殻の直径は約5mm,周辺の白い点がミクロン単位の種子
 増殖を思い立ったものの,私は植物の栽培等の経験はゼロに等しい。取りあえず,年末に「土になる天然素材ポット」の鉢に種蒔きしたが,なかなか発芽しない。そのまま数ヶ月が経過。その存在すら忘れかけていた5月24日,土の表面にコケのようなものが生えているのに気づいた。

 コケのようなものは,やがて双葉となり,茎を伸ばすことになるが,とにかく成長が遅い。計画としては,定期的に写真を撮り,成長の記録をつける予定にしていたが,1ヶ月が過ぎてもあまり変化が感じられない。行列に並んだり,車の渋滞が大嫌いな短気者の私には,向いていない作業であることに,今さらながら気づいた。

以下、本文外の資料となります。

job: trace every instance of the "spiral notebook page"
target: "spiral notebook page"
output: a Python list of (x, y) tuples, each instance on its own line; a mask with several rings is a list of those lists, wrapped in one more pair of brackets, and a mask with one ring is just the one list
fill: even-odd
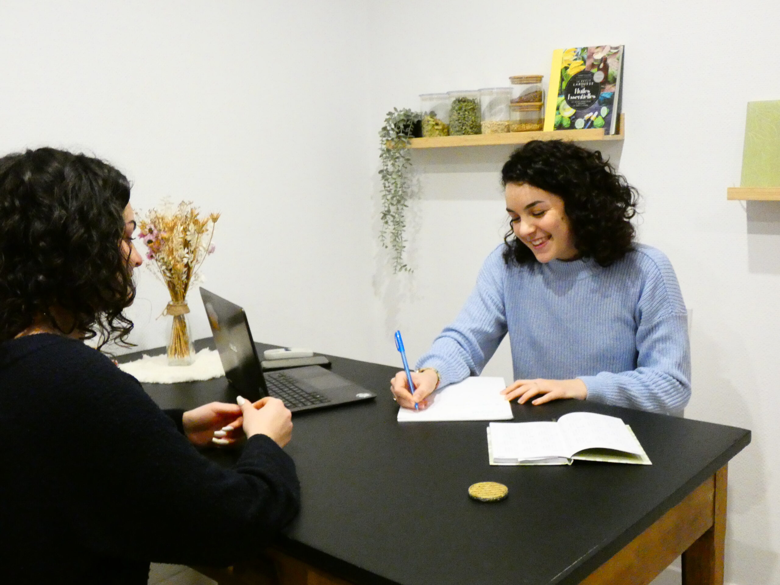
[(433, 404), (424, 410), (399, 409), (398, 421), (511, 420), (509, 402), (499, 394), (506, 388), (502, 378), (467, 378), (435, 391)]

 しかしながら,枯らしてしまうわけにはいかない。湿地に生える植物だけに,朝晩,水やりだけは欠かさず,面倒を見た結果,8月21日現在,ご覧のような状態になった。面白いことに,8鉢の成長状態が著しく異なる。まだコケのようなものから,草丈約7cmのものまで,その成長過程が一目でわかるような状態になっている。なんとも不精者向きの成長記録になってしまった。
2009.8.21
 
 
 
 
 
群落出現!
 
 博物館前にある水の広場の池に,タコノアシの群落が出現した。三年前までは,幻に近い存在だったが,管理業者に保護増殖をお願いした結果,今年は爆発的に増えて,約100本ほどが見頃を迎えた。つい先日までは,辺りに雑草が生い茂っていたが,管理員の方々が除草していただいたようで,直ぐにそれと判るようになっているのはありがたい。